MELISA SAYÉ; CHANTAL REIGADA; EDWARD A. VALERA VERA; CLAUDIO A. PEREIRA; LUCRECIA GAUNA; MARIANA R. MIRANDA

PLOS NEGLECTED TROPICAL DISEASES

PUBLIC LIBRARY SCIENCE

Lugar: San Francisco; Año: 2020 vol. 14

1935-2735

Chagas disease, caused by the parasite Trypanosoma cruzi, affects 7 million people worldwide. Despite there are two drugs available since 50 years ago, the therapy presents severe side effects and is not effective in the chronic phase of the disease when most of the patients are diagnosed. Crystal violet (CV) was utilized as additive in blood banks to prevent transfusion-transmitted Chagas disease. Proline is involved in many pathways, like infection establishment and life cycle progression. In this work we first demonstrate that CV has the proline permease TcAAAP069 as one of its molecular targets. Then we search in a database of already-approved drugs for compounds that were structurally related to CV under the premise ?similar structure, similar activity?. We identified three drugs that inhibit proline transport and present at least the same trypanocidal effect than benznidazole, the current treatment for Chagas disease.
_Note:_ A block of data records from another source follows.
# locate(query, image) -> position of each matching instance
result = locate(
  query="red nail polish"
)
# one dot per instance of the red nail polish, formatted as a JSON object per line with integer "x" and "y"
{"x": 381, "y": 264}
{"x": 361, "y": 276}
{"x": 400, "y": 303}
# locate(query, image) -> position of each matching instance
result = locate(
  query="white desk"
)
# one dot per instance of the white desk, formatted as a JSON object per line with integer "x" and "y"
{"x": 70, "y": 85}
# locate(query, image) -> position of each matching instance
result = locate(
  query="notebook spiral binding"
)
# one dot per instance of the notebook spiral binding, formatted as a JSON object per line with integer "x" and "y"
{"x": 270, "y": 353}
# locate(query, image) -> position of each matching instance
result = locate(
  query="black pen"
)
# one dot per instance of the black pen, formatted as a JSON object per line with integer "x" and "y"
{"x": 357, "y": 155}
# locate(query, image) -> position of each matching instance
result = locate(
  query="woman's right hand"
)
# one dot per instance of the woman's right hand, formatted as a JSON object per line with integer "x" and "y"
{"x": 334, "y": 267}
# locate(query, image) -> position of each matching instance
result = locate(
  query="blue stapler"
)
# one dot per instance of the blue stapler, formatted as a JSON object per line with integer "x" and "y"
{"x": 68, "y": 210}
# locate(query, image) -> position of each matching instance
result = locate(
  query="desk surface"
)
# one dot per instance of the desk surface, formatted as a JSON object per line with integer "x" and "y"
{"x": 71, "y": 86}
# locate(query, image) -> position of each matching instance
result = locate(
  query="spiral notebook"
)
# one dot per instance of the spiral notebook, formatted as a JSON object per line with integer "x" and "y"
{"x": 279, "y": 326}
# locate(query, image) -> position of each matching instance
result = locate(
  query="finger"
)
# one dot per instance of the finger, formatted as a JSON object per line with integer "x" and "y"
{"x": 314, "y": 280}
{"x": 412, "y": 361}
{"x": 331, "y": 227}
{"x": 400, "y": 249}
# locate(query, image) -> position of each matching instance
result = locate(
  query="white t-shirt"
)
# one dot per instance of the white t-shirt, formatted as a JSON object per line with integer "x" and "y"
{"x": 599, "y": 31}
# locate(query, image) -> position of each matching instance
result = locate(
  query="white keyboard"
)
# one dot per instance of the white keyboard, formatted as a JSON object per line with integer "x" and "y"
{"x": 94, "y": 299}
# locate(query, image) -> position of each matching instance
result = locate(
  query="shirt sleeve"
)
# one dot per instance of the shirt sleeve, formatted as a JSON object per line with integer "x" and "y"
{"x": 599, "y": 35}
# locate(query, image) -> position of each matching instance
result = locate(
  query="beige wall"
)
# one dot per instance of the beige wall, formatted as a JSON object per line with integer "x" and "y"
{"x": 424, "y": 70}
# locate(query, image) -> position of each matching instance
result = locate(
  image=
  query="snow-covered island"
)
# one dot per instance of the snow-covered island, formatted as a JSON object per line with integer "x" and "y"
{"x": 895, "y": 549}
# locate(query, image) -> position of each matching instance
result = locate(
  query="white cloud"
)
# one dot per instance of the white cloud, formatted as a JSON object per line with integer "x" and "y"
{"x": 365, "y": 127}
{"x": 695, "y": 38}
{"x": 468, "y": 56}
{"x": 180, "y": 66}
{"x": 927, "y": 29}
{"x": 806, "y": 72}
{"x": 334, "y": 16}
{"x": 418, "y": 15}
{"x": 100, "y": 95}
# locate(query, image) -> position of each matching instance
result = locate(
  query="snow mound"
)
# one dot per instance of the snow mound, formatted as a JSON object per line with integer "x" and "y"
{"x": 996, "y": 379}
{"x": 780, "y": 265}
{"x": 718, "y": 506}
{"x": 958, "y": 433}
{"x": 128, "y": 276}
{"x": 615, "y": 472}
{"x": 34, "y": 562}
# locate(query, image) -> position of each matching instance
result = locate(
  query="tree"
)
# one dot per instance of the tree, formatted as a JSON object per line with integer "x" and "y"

Finally we observed a synergistic effect with the multidrug combined treatment. Drug discovery is an expensive and time-consuming process and Chagas disease is associated with poverty. The discovery of new indications to old drugs, called drug repurposing, can facilitate a rapid and more profitable therapy application since preclinical trials and pharmacokinetic studies are already available.